Many authors have written about the money involved in infant adoption, so we shall not rehash that and refer to the various sources that can be found both on this site and on several other websites on the internet. We take it as a given there is an economy around infant adoption with an overly strong power-base on the demand side. So the first suggestion we'd would like to make is:
Make adoption free of charge
The best way to kill an economy is to make products and services free of charge. Besides the economic perspective there is a moral aspect to it as well. When children need a family to live with in their best interest, why should such families have to pay to receive such a child in their care. Do hospitals pay money to receive patients? Then why should adoptive parents be treated any differently? If the child's best interest is at stake society should be willing to pay the bill.
To turn the tables even further. Up to now adoptees have been viewed as "Chosen Children", though this has met a lot of criticism, the terminology and ideology is still wide spread. In fact the adoption industry works by that very regime, trying to find children for their clients. We would suggest to reverse that position.
Find a families for children
In order to facilitate this we suggest the creation of prospective adoptive parent registers. These registers offer PAP's the possibility to register their interest in receiving a child in their family. Such registers should be independent of welfare agencies and exist solely for the registration of and study into suitable families. No competing registers should be allowed and PAP's can only register with the register in the state/county of residence. The registers are obliged to perform as many home-studies as needed to make sure their are enough suitable families for children in their area.
With organizations now working both sides, doing welfare work for children and doing adoption placement on behalf of PAP's, there is too much a conflict of interest. Which takes us to the next suggestion.

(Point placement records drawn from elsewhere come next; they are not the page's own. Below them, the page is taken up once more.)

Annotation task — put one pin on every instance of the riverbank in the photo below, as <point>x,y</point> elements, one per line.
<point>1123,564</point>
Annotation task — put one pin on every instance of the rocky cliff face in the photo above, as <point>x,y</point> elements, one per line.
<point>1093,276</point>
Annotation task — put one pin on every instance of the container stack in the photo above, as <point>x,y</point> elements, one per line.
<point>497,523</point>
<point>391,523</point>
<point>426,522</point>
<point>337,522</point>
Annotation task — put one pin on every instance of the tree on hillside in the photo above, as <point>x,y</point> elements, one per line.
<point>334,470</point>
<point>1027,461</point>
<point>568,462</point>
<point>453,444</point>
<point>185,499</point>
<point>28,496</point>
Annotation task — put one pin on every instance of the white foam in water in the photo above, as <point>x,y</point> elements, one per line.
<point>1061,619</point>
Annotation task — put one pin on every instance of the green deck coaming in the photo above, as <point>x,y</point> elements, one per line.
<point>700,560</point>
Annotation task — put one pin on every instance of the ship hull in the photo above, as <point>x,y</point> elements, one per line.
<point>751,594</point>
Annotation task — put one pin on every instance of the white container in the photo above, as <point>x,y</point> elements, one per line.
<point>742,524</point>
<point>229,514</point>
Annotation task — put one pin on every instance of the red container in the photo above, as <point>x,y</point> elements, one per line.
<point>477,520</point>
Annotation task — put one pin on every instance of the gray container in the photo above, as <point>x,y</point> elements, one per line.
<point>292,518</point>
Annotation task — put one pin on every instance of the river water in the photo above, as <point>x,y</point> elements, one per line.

Separate child placement from family services
At the moment several organizations are involved in child welfare, family counseling and child placement. Some even go so far as to offer child welfare, child placement, foster care and treatment of fertility issues. This can too easily lead to a conflict of interest. We would suggest child placement agencies can only work in the interest of children and should in no way have a direct relation with PAP's. The latter are represented by the above mentioned registers. When placement is seen in the child's best interest a child placement agency can ask for profiles of suitable families and make a selection for further intake and investigation. In no way should prospective adoptive parents be allowed to financially contribute to child placement agencies.
With a system as we outlined here, there is no need for adoption facilitators. Adoption attorneys will only have a role in preparing the appropriate paper work and the role of child placement agencies will be limited to working in the interest of children only.